January 2012 | 

Top Business Trends of 2012: Wharton Experts Weigh In

top trends 2012

What's new for 2012? Wharton faculty share insider perspectives on issues that could affect your organization and your career in the new year.

Simplifying Marketing Efforts

Marketing professor Z. John Zhang sees marketers going back to basics and moving away from elaborate, multi-layered, exotic marketing activities that unnecessarily complicate things and confuse consumers. "There has been a lot of pressure from ‘experts' who tell us that before making a purchase, the consumer does a Google search and price comparisons, reads blogs, looks for Groupon deals, and checks Facebook and Twitter. The trend in marketing for the past five years has been to respond to that pressure by adding layers of complications even to simple, low-involvement shopping activities. Many organizations have been diverting resources from traditional marketing to a number of new efforts, without knowing whether those efforts will help them attract or retain customers. It's become more complex than what is necessary. In 2012, many organizations will wisely use Occam's Razor and return their focus to traditional marketing as they assess consumer behavior and what really works."

Developing Future Leaders

Management professor Mike Useem identifies comprehensive and culturally specific talent management programs as an important development. "Developing leadership has fortunately become a significant initiative at many large companies in the major economies of North America, Europe, Asia, and South America. Top executives — and even non-executive directors on their governing boards — are becoming more directly involved in selecting, coaching, and building top talent for leading their enterprises both at home and abroad. What is especially impressive is the depth and comprehensiveness of many of these programs, touching almost every aspect of what it means to lead in uncertain, changing, and increasingly global markets."

Useem also observes that talent management is becoming more culturally specific. "You can't be a successful manager of a big public U.S. company if you can't achieve shareholder returns and explain them to your board and to the analyst community," he says, noting, "but that skill set is less important in India or China. In China, it's important to develop relationships with government officials, while in India the role of the leader in society is paramount. International companies are increasingly coming up with leadership development ideas that fit their own cultures."

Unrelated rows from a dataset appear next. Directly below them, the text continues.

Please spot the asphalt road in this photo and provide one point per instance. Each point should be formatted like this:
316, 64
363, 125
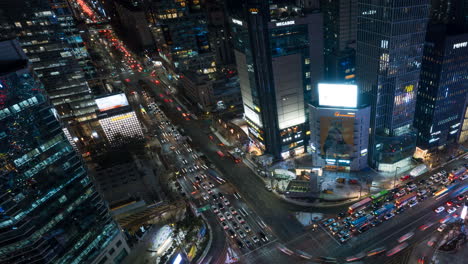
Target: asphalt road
278, 215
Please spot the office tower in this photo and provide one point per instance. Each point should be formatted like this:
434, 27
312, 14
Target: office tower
279, 56
134, 25
390, 39
339, 129
117, 118
443, 86
49, 37
181, 33
50, 211
339, 28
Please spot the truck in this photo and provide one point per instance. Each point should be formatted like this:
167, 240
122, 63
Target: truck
418, 170
384, 210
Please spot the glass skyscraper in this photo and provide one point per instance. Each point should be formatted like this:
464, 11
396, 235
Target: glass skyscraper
48, 35
49, 209
279, 56
390, 39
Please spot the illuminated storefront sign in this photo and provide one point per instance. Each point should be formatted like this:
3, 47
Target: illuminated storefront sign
460, 45
285, 23
237, 21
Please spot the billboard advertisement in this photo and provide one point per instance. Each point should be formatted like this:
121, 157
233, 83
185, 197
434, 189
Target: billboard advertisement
338, 95
336, 137
111, 102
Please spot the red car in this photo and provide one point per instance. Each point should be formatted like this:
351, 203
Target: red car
404, 178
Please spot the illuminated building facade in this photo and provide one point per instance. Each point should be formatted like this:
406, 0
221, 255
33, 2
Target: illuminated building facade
181, 32
50, 211
279, 60
339, 28
443, 86
117, 118
339, 129
49, 37
390, 39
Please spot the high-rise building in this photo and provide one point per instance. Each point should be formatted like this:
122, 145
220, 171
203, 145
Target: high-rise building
49, 37
390, 39
443, 86
279, 56
181, 32
117, 118
50, 211
339, 28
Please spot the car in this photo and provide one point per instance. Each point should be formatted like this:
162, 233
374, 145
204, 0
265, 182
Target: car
422, 192
356, 257
364, 228
256, 240
240, 219
231, 233
221, 217
400, 193
413, 203
341, 215
388, 216
441, 227
241, 234
376, 251
262, 236
328, 222
404, 178
248, 243
451, 210
232, 210
224, 225
228, 216
239, 243
405, 237
345, 238
411, 188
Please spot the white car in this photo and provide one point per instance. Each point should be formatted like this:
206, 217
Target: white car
221, 217
388, 216
413, 203
441, 227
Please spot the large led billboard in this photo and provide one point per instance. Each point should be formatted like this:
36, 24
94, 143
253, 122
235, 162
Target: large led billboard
336, 137
339, 95
111, 102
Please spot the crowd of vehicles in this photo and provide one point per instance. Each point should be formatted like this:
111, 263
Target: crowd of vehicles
385, 205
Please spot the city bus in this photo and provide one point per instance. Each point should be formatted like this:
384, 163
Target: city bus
220, 153
379, 196
456, 174
384, 210
360, 205
402, 201
361, 221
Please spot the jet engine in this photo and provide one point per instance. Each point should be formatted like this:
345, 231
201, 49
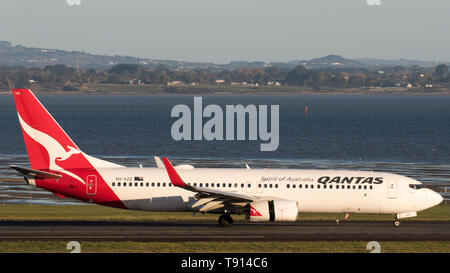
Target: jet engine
273, 210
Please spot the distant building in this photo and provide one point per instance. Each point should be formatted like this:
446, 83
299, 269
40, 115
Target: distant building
172, 83
5, 44
135, 82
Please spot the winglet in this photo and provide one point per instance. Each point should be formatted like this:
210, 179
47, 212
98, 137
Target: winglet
173, 175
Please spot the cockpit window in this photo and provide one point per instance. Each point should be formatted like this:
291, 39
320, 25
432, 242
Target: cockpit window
416, 186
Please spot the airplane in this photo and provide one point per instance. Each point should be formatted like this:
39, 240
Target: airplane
58, 165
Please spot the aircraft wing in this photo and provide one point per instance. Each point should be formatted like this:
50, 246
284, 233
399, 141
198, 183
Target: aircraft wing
211, 199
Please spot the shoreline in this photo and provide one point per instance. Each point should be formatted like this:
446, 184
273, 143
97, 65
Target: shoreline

Creating Multinational Teams

According to Jason Wingard, vice dean and adjunct professor of management, an ability to work on and build multinational teams will continue to grow in importance in 2012. "Executives need an understanding of the global economy to compete in foreign markets. Cultural understanding and language skills and are also vital, and there is evidence that the workforce is responding. The number of U.S. college students studying Arabic languages and Chinese is growing dramatically, for example.

"Cultural understanding is best achieved by a combination of education in global business and interpersonal customs as well as working with business leaders from other countries. Executive Education programs such as Global Strategic Leadership and Leading in Foreign Markets were designed to deliver that mix of education and experience. At Wharton we believe education must go beyond textbooks and include cross-cultural interaction. This is especially true for multinational teams; as the need for these teams continues to grow, businesses need leaders who understand the complexities of working across borders."

Leading an Exhausted Workforce

Greg Shea, adjunct professor of management, identifies the "sheer exhaustion of people" as a critical leadership issue in 2012. "Following the financial crisis, there were at least 10 months of terror, depending on your industry. We were at the precipice. That's been followed by at least three years of very difficult work. You had to paddle away from the edge of the waterfall, and then spend years paddling hard upstream not to get pulled back there. It's exhausting, and there is no relief in sight; these conditions will continue for a few more years."

How should leaders respond? Shea says that, first, you need to avoid the false assurance trap — the situation won't get better soon, so don't even offer it as a solution. "The second important point is pacing. When people are exhausted, it's not the time to demand more. Impose a realistic and manageable pace on people."